The White House will soon be one of the newest — and certainly most high profile — home in D.C. with solar panels.
A White House official confirmed to the Washington Post Thursday that installation had begun on fitting the President’s residence with solar panels, an effort the official said was “part of an energy retrofit that will improve the overall energy efficiency of the building.” The panels will be American-made, though the official did not confirm which company they would be purchased from.
The Obama administration announced in Oct. 2010 that it would install 20 to 50 solar panels on the residence after a campaign headed by 350.org and solar company Sungevity urged the president, along with other world leaders, to add solar panels to government buildings.
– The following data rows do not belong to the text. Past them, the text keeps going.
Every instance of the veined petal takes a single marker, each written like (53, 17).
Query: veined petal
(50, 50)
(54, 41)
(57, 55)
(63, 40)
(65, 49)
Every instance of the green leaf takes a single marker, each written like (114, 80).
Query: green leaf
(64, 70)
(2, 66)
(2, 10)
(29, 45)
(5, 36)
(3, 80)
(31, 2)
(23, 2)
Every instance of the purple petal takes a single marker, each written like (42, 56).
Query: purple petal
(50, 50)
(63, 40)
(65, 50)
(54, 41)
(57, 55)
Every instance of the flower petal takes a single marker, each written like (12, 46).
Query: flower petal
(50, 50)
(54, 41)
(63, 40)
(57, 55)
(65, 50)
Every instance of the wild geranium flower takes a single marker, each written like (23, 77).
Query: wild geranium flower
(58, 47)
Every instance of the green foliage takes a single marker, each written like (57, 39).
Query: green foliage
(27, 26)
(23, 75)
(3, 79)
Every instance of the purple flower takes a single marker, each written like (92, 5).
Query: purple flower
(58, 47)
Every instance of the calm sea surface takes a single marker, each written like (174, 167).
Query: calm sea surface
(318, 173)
On Thursday, 350.org leader Bill McKibben commended the president on the move, despite the nearly three years it took for installation to begin.
“Better late than never — in truth, no one should ever have taken down the panels Jimmy Carter put on the roof way back in 1979,” McKibben said. “But it’s very good to know that once again the country’s most powerful address will be drawing some of that power from the sun.”
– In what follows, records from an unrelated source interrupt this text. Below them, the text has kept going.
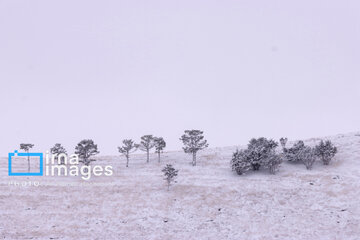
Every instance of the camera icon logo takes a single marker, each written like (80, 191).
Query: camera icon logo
(15, 154)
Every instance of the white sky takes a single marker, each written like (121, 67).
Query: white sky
(110, 70)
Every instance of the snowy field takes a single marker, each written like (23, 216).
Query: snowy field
(207, 202)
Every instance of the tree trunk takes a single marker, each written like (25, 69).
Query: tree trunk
(194, 158)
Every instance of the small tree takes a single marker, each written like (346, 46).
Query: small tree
(170, 174)
(283, 142)
(58, 149)
(258, 151)
(146, 144)
(240, 162)
(295, 153)
(26, 147)
(308, 157)
(160, 144)
(128, 147)
(272, 162)
(326, 151)
(85, 149)
(193, 141)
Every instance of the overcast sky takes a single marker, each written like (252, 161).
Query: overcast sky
(110, 70)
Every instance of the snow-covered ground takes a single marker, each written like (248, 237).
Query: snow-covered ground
(207, 202)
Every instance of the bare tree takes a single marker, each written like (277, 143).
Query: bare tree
(128, 147)
(146, 144)
(170, 174)
(193, 141)
(26, 147)
(160, 144)
(85, 149)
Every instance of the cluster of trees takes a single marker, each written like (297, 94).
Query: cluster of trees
(193, 141)
(299, 152)
(147, 143)
(261, 153)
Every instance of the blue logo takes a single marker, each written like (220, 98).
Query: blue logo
(15, 153)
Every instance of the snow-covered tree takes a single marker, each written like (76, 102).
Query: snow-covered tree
(57, 150)
(160, 144)
(26, 147)
(258, 150)
(326, 151)
(299, 152)
(128, 147)
(308, 157)
(85, 149)
(272, 162)
(283, 142)
(294, 153)
(146, 144)
(240, 162)
(193, 141)
(170, 173)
Jimmy Carter installed 32 solar panels on the White House roof when he was president in the late 1970s. When Ronald Reagan took office in 1981, one of his first actions as president was to have the panels, which his chief-of-staff allegedly said Reagan felt were “just a joke,” removed. The panels ended up at Unity College in Maine, where they were installed on the roof of the school’s cafeteria.
But as famous as the Carter installation — and subsequent Reagan removal — was, it was George W. Bush administration that installed the first active solar electric system at the White House (Carter’s panels were largely symbolic, though they were used for heating water). In 2002, multiple solar grids were installed on the White House grounds. The installation was done quietly, with far less fanfare than Carter’s, but the panels provided energy to several White House operations. According to a New York Times article from 2003, “a grid of 167 solar panels on the roof of a maintenance shed has been delivering electricity to the White House grounds. Another solar installation has been helping to provide hot water. Yet another has been keeping the water warm in the presidential pool.”
It’s unclear still how much power the Obama administration’s solar panels will provide to the White House, but the White House official said the panels will help which will help “demonstrate that historic buildings can incorporate solar energy and energy efficiency upgrades,” and that the panels are estimated to pay for themselves in energy savings within eight years.
Obama pledged during his June climate speech at Georgetown University that the federal government would consume 20 percent of its electricity from renewable sources by 2020, and admittedly, 20 to 50 solar panels won’t contribute a substantial amount to that goal. But the administration’s decision to begin installation now is well-timed: a new report has found Americans who want to install solar power on their households are facing record-low costs, so Americans who might be inspired to install solar panels themselves can do so historically inexpensively.